Of course, there are always people who offer to help you network, or to meet you for coffee, and then never follow through, or who listen politely but with barely concealed skepticism to your dreams, or who promise to help in some way but make it clear that you are way down their list of priorities. Those are the people you cull from your mental list of “friends,” often with some pain, but also with the realization that you've tested a relationship and found it wanting.
Sadly, some of the friends you may test and find wanting may be members of your own family, but even so, you can take courage and hope from the unexpected expressions of friendship that come from people you never thought would be willing to come through for you. And even more valuable are the people who hoped you could depend on and who proved that your faith was warranted: those are the friends worth keeping – in good times and in bad.

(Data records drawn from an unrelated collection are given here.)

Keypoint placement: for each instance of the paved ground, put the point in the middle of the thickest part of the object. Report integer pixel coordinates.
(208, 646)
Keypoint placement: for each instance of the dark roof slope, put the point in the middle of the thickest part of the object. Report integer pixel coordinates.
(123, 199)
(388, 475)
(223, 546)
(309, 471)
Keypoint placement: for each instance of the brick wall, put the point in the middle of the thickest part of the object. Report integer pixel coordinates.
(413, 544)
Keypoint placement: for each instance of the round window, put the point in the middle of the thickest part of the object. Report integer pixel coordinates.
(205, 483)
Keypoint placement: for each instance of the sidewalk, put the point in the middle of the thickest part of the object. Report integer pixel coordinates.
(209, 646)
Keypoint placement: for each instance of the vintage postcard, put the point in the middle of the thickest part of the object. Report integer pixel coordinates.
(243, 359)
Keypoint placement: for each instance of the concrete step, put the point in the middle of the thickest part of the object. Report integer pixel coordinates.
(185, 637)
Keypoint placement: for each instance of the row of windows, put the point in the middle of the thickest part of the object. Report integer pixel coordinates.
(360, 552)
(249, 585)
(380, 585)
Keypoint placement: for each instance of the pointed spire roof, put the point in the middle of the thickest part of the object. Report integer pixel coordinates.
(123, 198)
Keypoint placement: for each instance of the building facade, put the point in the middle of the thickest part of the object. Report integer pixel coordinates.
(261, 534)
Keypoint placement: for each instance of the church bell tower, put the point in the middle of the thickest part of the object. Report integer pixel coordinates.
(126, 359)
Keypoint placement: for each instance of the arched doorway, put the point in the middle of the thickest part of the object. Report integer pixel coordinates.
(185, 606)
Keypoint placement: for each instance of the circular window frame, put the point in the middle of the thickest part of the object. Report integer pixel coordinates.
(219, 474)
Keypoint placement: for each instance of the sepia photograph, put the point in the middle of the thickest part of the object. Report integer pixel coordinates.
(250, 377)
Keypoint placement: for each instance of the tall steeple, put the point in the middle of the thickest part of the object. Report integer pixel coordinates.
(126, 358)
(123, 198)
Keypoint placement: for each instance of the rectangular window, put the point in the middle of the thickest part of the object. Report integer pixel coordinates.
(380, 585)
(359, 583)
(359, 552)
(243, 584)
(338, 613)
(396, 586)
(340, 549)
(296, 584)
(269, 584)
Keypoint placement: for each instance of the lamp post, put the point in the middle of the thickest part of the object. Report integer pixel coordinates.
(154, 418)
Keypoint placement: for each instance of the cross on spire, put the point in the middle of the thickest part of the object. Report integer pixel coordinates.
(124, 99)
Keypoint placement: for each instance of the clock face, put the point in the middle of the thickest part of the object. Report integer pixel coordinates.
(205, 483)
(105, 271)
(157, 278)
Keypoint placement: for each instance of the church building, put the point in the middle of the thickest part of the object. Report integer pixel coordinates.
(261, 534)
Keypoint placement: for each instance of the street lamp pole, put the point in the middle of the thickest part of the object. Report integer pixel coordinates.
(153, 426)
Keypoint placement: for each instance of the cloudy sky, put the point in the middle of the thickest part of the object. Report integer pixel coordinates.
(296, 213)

P.S. Since posting this blog, something kept nagging at me, and I realized that I don't actually "cull" friends as ruthlessly as I seem to imply. If did, I would have written off my best friend and the man I married over twenty years ago. He was one of the major testers of my definitions of friendship. I wrote him a letter the summer he took a bus from New Haven, Connecticut to Portland, Oregon after having been hospitalized for severe asthma. I just wanted to be sure he got home okay, but my well-intentioned letter received no response, and I returned to school the next fall determined not to have anything more to do with him. Fortunately, he made a determined effort to win my good will back, and he's not the only one on the list of people who don't answer emails for six months or return phone calls for years etc. that I've welcomed back into the fold of those I call friends. After all, you're not really a good friend unless you can forgive a breach of friendship.